TrainErr = mean(train.pred1 != train$Purchase)
TrainErr

## [1] 0.16625

TestErr = mean(test.pred1 != test$Purchase)
TestErr

## [1] 0.1851852

(d) Use the tune() function to select an optimal cost. Consider values in the range 0.01 to 10.

set.seed(1)
tune.lin2 = tune(svm, Purchase~., data=train, kernel ="linear", ranges =list(cost=seq(0.01, 10, 0.333)))

op = tune.lin2$best.parameters$cost
op

## [1] 1.009

(e) Compute the training and test error rates using this new value for cost.

svm.lin4 = svm(Purchase ~ ., kernel = "linear", data = train, cost = op)

test.pred2=predict(svm.lin4, test)
train.pred2=predict(svm.lin4, train)

TrainErr = mean(train.pred2 != train$Purchase)
TrainErr

## [1] 0.16375

TestErr = mean(test.pred2 != test$Purchase)
TestErr

## [1] 0.1814815

(f) Repeat parts (b) through (e) using a support vector machine with a radial kernel. Use the default value for gamma.

svm.rad2 = svm(Purchase ~ ., kernel = "radial", data = train, cost = 0.01)

test.pred3=predict(svm.rad2, test)
train.pred3=predict(svm.rad2, train)

TestErr = mean(train.pred3 != train$Purchase)
TestErr

## [1] 0.38125

TrainErr = mean(test.pred3 != test$Purchase)
TrainErr

## [1] 0.4148148

Accuracy = 1 - TrainErr
Accuracy

## [1] 0.5851852

tune.lin3 = tune(svm, Purchase~., data=train, kernel ="linear", ranges =list(cost=seq(0.01, 10, 0.333)))

op = tune.lin3$best.parameters$cost

svm.lin5 = svm(Purchase ~ ., kernel = "radial", data = train, cost = op)

train.pred4=predict(svm.lin5, train)
test.pred4=predict(svm.lin5, test)

TestErr = mean(test.pred4 != test$Purchase)
TestErr

## [1] 0.2

TrainErr = mean(train.pred4 != train$Purchase)
TrainErr

## [1] 0.14625

(g) Repeat parts (b) through (e) using a support vector machine with a polynomial kernel.

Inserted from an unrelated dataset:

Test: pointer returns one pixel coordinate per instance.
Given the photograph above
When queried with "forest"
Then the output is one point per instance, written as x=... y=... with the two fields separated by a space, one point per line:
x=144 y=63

Set degree=2.

svm.poly2 = svm(Purchase ~ ., kernel = "polynomial", data = train, cost = 0.01, degree=2)

train.pred5=predict(svm.poly2, train)
test.pred5=predict(svm.poly2, test)

TestErr = mean(test.pred5 != test$Purchase)
TestErr

## [1] 0.4074074

TrainErr = mean(train.pred5 != train$Purchase)
TrainErr

## [1] 0.35625

tune.lin4 = tune(svm, Purchase~., data=train, kernel ="polynomial", ranges =list(cost=seq(0.01, 10, 0.333)), degree=2)

op = tune.lin4$best.parameters$cost

svm.lin6 = svm(Purchase ~ ., kernel = "polynomial", data = train, cost = op, degree=2)

train.pred6=predict(svm.lin6, train)
test.pred6=predict(svm.lin6, test)

TestErr = mean(train.pred6 != train$Purchase)
TestErr

## [1] 0.13625

TrainErr = mean(test.pred6 != test$Purchase)
TrainErr

## [1] 0.2296296

Accuracy = 1 - TrainErr
Accuracy

## [1] 0.7703704

(h) Overall, which approach seems to give the best results on this data?

# Radial Model
TestErr = mean(test.pred4 != test$Purchase)
TestErr

## [1] 0.2

TrainErr = mean(train.pred4 != train$Purchase)
TrainErr

## [1] 0.14625

The support vector model with radial kernel gives the best results because it has the lowest number of errors and a high accuracy.